This fall, lawmakers in the second session of the 110th Congress are expected to address a number of important issues that could affect songwriters and their livelihoods. They are planning hearings and the introduction of several pieces of legislation to remedy inequities and reform antiquated laws.
The music community now exists in what was quaintly called “the digital age” just ten years ago, and the manner in which music is performed and sold has changed dramatically. Old business models show cracks and strains, and new ones strain and struggle. In the on-line environment, some copyright laws written decades ago seem creaky and cumbersome, especially music licensing laws. As a result, all of us now sit on unsettled ground, and federal lawmakers who are listening to the music community are struggling to fashion new legislation that is forward-thinking, fair and efficient.

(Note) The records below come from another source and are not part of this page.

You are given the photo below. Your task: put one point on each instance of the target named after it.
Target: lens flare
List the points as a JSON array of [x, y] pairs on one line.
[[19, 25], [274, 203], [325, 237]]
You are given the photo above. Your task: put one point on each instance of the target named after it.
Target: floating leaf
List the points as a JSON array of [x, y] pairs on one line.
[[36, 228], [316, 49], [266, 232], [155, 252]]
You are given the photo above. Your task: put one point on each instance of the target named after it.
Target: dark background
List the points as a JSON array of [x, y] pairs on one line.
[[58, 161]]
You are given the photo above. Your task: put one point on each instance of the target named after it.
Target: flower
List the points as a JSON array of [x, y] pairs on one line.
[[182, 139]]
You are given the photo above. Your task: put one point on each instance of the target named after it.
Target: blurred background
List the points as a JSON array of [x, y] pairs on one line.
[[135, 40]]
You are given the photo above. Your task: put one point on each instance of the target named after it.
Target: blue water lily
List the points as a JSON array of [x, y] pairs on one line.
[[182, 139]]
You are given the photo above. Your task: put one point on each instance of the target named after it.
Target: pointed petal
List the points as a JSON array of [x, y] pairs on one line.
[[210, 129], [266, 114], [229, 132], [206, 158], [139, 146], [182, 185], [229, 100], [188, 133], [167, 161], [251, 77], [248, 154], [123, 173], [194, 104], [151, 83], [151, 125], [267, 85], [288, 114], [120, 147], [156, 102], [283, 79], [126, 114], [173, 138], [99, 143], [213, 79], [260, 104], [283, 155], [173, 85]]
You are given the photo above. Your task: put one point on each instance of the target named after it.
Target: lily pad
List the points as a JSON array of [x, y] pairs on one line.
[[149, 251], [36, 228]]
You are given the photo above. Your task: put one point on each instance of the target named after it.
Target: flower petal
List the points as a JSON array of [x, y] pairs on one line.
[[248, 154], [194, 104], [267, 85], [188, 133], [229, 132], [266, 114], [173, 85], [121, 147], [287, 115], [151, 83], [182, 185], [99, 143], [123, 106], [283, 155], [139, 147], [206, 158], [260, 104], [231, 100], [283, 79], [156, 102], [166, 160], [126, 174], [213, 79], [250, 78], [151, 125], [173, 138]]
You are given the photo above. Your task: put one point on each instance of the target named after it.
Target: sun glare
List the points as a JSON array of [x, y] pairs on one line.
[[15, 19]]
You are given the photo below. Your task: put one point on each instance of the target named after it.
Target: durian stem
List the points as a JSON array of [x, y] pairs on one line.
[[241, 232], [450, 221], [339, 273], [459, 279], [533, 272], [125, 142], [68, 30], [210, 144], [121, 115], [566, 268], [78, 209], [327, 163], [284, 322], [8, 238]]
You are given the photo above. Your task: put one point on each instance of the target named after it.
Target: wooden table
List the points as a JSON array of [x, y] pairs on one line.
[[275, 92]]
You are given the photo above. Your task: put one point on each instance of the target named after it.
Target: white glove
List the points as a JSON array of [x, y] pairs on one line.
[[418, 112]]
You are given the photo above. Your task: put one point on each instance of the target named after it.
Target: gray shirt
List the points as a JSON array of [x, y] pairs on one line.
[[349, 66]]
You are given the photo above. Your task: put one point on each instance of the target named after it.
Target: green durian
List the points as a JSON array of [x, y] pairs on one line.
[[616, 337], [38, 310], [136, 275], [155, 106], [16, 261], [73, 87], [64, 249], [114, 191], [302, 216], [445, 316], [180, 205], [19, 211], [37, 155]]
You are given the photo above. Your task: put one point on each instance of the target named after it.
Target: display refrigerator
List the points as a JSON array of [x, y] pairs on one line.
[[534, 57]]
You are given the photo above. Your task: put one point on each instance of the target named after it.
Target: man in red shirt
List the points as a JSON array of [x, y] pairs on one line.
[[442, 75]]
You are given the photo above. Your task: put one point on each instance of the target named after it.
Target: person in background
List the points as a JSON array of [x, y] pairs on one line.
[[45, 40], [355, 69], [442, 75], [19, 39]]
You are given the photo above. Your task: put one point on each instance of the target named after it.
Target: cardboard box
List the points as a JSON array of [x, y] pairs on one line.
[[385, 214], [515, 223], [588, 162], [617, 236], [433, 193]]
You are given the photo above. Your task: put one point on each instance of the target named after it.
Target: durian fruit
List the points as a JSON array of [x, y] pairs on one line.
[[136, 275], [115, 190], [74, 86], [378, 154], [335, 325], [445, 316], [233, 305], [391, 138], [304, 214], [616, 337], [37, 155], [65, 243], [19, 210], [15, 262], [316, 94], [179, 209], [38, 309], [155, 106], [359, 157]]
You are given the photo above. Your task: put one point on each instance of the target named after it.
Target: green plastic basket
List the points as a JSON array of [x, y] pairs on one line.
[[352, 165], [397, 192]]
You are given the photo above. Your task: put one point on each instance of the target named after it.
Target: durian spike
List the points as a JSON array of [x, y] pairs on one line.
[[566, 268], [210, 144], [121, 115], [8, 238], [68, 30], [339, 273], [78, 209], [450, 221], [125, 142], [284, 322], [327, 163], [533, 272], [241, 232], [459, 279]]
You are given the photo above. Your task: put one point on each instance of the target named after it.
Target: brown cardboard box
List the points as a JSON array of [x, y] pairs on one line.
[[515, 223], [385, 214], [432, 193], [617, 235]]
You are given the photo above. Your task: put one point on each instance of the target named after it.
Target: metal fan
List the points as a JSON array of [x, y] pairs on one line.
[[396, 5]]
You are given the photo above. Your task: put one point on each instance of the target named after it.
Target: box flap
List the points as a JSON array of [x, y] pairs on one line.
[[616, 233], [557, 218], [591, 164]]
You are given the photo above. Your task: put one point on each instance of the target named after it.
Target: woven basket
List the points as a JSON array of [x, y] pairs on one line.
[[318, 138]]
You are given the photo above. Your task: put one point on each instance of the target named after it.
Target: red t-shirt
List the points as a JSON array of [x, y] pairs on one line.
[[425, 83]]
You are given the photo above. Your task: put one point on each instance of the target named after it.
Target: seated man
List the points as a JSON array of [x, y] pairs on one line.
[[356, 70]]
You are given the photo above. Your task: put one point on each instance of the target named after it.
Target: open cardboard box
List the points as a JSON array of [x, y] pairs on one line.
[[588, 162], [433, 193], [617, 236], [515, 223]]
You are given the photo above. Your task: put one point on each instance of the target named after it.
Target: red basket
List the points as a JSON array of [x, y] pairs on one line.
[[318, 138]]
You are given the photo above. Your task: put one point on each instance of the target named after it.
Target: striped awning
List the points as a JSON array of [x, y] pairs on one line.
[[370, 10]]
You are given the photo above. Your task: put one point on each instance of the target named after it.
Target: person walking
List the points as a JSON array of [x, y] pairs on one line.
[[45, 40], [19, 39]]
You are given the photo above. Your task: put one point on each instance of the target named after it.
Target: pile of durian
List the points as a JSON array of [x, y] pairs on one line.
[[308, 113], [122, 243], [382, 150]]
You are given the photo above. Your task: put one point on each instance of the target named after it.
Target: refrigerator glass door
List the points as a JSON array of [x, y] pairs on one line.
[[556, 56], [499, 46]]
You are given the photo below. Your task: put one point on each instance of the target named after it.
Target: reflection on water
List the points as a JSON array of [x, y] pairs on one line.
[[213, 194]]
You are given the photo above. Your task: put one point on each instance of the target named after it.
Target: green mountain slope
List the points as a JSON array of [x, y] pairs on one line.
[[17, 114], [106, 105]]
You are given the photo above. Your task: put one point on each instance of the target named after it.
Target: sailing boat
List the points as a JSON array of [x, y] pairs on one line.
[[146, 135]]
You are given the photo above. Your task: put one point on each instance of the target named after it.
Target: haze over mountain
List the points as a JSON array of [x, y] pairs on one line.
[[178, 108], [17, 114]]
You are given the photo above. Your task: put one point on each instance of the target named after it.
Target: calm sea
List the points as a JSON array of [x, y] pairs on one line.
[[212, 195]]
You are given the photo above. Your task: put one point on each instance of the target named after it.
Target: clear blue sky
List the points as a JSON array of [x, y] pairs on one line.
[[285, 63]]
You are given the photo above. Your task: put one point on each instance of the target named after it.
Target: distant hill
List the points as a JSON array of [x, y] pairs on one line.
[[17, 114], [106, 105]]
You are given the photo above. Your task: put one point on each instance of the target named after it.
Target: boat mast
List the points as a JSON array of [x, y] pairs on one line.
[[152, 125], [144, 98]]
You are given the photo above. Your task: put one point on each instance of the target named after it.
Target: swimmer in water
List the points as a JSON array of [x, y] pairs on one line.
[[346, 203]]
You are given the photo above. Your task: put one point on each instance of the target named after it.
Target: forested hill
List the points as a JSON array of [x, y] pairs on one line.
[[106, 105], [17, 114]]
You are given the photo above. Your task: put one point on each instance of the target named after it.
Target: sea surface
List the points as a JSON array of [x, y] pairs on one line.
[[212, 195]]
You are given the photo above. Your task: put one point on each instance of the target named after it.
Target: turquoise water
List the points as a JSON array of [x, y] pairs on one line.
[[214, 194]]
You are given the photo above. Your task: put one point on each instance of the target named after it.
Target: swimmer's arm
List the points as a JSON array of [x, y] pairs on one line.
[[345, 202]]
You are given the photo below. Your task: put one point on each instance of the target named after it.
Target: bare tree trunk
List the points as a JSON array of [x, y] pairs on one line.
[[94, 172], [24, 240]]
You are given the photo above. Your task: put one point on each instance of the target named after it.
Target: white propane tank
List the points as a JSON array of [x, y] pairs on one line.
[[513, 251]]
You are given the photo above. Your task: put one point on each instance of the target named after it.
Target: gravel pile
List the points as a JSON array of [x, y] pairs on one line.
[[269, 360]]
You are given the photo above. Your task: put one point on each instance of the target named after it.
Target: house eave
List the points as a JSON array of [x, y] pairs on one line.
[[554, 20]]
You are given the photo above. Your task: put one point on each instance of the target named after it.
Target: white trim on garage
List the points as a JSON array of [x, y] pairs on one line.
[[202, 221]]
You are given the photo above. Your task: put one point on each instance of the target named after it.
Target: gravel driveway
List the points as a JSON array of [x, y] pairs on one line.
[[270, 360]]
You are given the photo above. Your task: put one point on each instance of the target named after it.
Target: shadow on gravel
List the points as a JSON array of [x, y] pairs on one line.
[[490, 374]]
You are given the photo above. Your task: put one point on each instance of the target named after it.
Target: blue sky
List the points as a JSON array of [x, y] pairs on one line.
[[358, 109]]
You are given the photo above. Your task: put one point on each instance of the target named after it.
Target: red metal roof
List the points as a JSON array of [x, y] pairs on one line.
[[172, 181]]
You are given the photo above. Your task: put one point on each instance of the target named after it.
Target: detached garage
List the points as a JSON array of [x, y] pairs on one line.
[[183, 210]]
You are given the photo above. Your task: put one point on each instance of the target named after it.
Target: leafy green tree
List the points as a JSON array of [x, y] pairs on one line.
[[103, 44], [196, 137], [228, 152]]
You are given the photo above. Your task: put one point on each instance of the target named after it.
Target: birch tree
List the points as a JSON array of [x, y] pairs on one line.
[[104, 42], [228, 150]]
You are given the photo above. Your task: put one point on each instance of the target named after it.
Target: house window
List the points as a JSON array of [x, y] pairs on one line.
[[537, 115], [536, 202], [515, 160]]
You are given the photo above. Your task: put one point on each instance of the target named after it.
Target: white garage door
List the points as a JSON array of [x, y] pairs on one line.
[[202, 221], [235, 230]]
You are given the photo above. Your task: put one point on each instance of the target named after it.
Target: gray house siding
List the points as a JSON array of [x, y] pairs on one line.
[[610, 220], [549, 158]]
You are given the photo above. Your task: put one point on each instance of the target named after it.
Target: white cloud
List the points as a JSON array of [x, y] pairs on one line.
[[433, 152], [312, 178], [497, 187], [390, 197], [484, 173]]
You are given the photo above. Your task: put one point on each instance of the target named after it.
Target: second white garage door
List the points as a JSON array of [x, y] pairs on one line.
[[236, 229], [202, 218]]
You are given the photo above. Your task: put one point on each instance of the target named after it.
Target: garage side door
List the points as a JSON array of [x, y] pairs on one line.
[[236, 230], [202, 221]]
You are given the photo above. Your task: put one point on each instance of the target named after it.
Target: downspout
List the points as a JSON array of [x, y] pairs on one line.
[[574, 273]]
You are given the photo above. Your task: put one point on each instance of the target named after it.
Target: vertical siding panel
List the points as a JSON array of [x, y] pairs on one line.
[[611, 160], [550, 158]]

This is the third autumn that Congress is attempting to forge equitable changes in laws affecting music and that clearly shows that lawmakers have a lot on their hands. The issues are complicated. Also, no longer are there just the traditional players such as record companies, performing rights organizations (PROs) like BMI, music publishers, broadcasters and music retailers. There are new players at the table, and lawmakers must hear their concerns as well.
On the creative side, in recent years, featured recording artists and songwriters have fought their way to the bargaining table in Washington. The Recording Academy now has an advocacy office in D.C. and the National Music Publishers Association moved its headquarters from New York to Washington and has selected as its new executive director a former top Justice department lawyer. The music unions AFM and AFTRA now have a much more far-reaching agenda.
On the music user side, in addition to veteran broadcasting and retail representatives, the growth of digital music providers and services has created a new team of players representing satellite, cable and Internet interests, ranging from giants like Verizon, AOL and Yahoo! to start-up webcast companies. They have banded together to form a formidable lobbying effort.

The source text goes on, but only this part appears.